NASHVILLE, Tenn. (WTVF) — You might have heard. There's a bit of debate about the new Cracker Barrel logo. Well, this story isn't about that. However, it did make me wonder. Since people are talking about the design we've seen so long, what's the story with that one? Luckily, I knew just the person to call to talk about it.
"He was a natural artist," said Beverly Holley, speaking from her home in Florida. "When he was a little boy and his mom couldn't find him on a rainy day, he'd be under the bed drawing."
Beverly and Bill Holley were married nearly sixty years until Bill's death in 2021.
Bill grew up on farms including one in Petersburg, Tennessee. That gave him his work ethic. He was always fascinated with the sort of iconography you'd find around a community and on store shelves.He especially liked the picture of the girl with a slice of bread on a Sunbeam package.
Around 1959, Bill moved to Nashville, attending Harris School of Advertising Art.
"He looked like a young Robert Redford!" Beverly laughed. "I thought, 'oh, I gotta get noticed!'"
Beverly's father is Billy Byrd, an Opry stage and studio musician who performed with Ernest Tubb. Like her father, Beverly's husband excelled at his art and was about to make a big impact.
"He worked for Buntin Advertising for 59 years," Beverly said.
Bill's work was everywhere you drove.
Beverly listed companies he did work for including O'Charley's, Dollar General, Captain D's, Shoney's, Red Lobster, and Lowe's.
In the 70s, Bill went to work on the famous Cracker Barrel logo.
"The man who was sitting there with the cracker barrel was actually Uncle Herschel," Beverly said, referring to the uncle of the restaurant's founder. "When you went into the Cracker Barrel, you could get on the menu Uncle Herschel's breakfast."
Growing up on farms had given Bill the right perspective for the job.
"The bigger part of it is shaped like a bean," Beverly continued, referring to Bill's Cracker Barrel design.
She said the design was originally a sketch on a napkin.
"What happened to that napkin?" I asked Beverly.
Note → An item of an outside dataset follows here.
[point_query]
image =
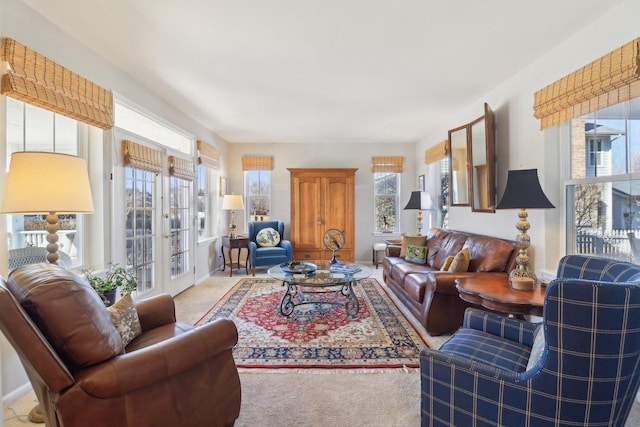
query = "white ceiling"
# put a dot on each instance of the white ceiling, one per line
(321, 70)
"I kept it for the longest time!" she laughed. "I just thought, 'oh, I guess we don't need this anymore.' It'd probably be worth a lot today!"
Beverly said it was always so fun to travel with their daughters and see the Cracker Barrel signs.
"The girls would say, 'hey, mom! There's dad's logo!" she remembered.
I asked Beverly. Was Bill aware he was helping shape Americana?
"I think he was, but he wouldn't boast," she answered.
Though we weren't talking about the debate over the sign, Beverly said it is a nice compliment that people love her husband's work.
Jillian Wyatt of The Buntin Group said in a statement;
"Nashville-based advertising agency BUNTIN, who had no involvement in the current Cracker Barrel rebrand, is where the designer of the original Cracker Barrel logo spent almost 50 years of his career. Having passed in 2021, his name was Bill Holley, and BUNTIN, in partnership with the American Advertising Federation, maintains a design scholarship in his honor each year. As BUNTIN knows Bill Holley would have wanted, they wish Cracker Barrel nothing but the best."